The outcome of this case could serve as a warning to lawyers and the institutions they represent, Demeri said. “The large sum here is going to be a very strong signal to employers and to schools, to signal that, hey, this is something that we need to be careful about,” they said. “And lawyers that are watching this, they need to advise their clients that if there’s discrimination against sex workers, it may be sex discrimination, and it may be violating anti-discrimination law, and they have to be careful there.”

Today, Gililland is in her first year of law school at the University of Massachusetts. After leaving Oregon, she graduated summa cum laude from Southern New Hampshire University, and is getting married soon, to Jon Lyon, her longtime friend turned partner who’s now studying to become her paralegal. “We share the same passion for progress,” she said. Her future goal is to open a legal aid organization by sex workers and for sex workers. “I wanted to pursue law because of how hard it was to find any help,” she said.

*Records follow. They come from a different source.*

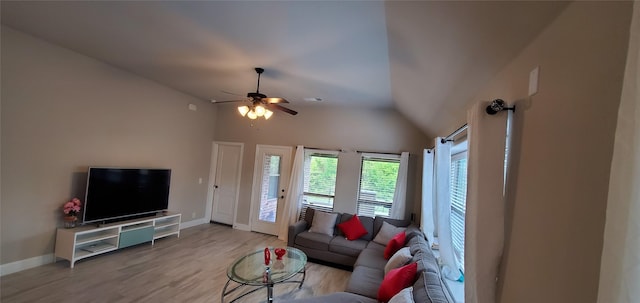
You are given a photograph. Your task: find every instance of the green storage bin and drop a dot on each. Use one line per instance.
(136, 236)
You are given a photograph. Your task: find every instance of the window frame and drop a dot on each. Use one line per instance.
(458, 152)
(308, 153)
(393, 158)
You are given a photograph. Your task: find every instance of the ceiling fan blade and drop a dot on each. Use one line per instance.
(228, 101)
(230, 93)
(281, 108)
(275, 100)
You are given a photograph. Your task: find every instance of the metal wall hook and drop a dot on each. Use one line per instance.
(498, 105)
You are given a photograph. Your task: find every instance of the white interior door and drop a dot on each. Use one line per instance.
(227, 158)
(270, 179)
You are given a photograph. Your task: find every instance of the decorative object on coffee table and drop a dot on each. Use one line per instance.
(71, 211)
(279, 253)
(251, 270)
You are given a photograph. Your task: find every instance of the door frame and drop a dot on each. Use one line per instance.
(212, 181)
(257, 174)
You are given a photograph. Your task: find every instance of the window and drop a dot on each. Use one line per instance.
(320, 171)
(458, 183)
(378, 177)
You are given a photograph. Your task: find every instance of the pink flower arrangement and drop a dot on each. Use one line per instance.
(72, 208)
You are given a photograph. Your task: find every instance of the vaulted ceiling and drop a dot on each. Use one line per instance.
(425, 58)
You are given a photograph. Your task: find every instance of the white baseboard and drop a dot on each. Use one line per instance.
(193, 223)
(244, 227)
(13, 267)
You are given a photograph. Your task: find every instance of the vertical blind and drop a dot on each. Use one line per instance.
(378, 177)
(458, 183)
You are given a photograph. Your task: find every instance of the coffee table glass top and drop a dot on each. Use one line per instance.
(250, 269)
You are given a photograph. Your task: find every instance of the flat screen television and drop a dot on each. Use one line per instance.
(120, 193)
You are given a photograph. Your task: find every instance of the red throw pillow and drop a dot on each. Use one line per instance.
(394, 244)
(397, 280)
(353, 228)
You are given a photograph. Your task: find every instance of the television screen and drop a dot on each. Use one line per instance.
(119, 193)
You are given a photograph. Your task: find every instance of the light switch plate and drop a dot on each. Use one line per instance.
(533, 81)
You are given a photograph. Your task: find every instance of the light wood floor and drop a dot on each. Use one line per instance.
(191, 268)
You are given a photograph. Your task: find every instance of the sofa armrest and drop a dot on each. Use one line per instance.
(294, 230)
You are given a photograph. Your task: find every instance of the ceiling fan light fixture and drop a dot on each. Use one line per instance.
(259, 110)
(243, 110)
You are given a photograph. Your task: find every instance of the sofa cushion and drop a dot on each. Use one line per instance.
(343, 246)
(324, 223)
(352, 228)
(313, 240)
(379, 221)
(394, 245)
(400, 258)
(365, 281)
(386, 233)
(429, 288)
(404, 296)
(397, 280)
(371, 257)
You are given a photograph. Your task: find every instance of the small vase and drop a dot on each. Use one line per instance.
(70, 221)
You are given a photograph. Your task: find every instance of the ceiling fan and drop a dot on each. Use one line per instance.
(260, 103)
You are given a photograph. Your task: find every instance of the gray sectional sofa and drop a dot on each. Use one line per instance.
(367, 259)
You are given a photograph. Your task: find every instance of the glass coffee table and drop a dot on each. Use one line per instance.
(250, 270)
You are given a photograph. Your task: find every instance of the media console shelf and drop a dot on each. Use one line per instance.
(87, 241)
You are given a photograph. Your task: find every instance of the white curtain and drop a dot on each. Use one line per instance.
(428, 210)
(398, 207)
(484, 230)
(293, 200)
(443, 205)
(620, 262)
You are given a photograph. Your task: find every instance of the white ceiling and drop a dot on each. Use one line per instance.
(425, 58)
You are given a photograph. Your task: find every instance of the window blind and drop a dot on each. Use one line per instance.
(320, 172)
(378, 177)
(458, 183)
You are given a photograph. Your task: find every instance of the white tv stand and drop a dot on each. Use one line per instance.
(87, 241)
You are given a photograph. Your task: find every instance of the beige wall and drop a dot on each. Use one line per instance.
(63, 112)
(563, 142)
(351, 129)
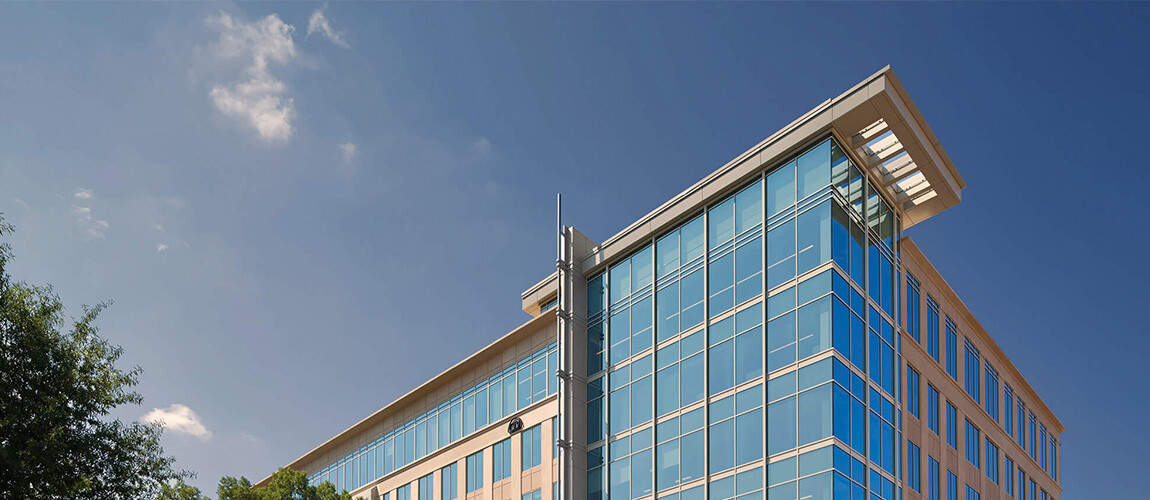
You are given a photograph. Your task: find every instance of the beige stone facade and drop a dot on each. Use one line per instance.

I asked Andrews if she thinks Gililland’s win could empower others in similar situations to pursue their own justice. She paused, and thought about this possibility. “You know, there’s so much fear in our community,” she said. “I do hope that it does. This kind of discrimination, it’s in the DNA of our country. So it’s going to take a long time to really see expansive change. But this is a good start. And, let’s face it, money is the only thing [institutions] really understand. So maybe if they lose a couple of lawsuits, they’ll think, hmm, maybe we shouldn’t do that anymore.”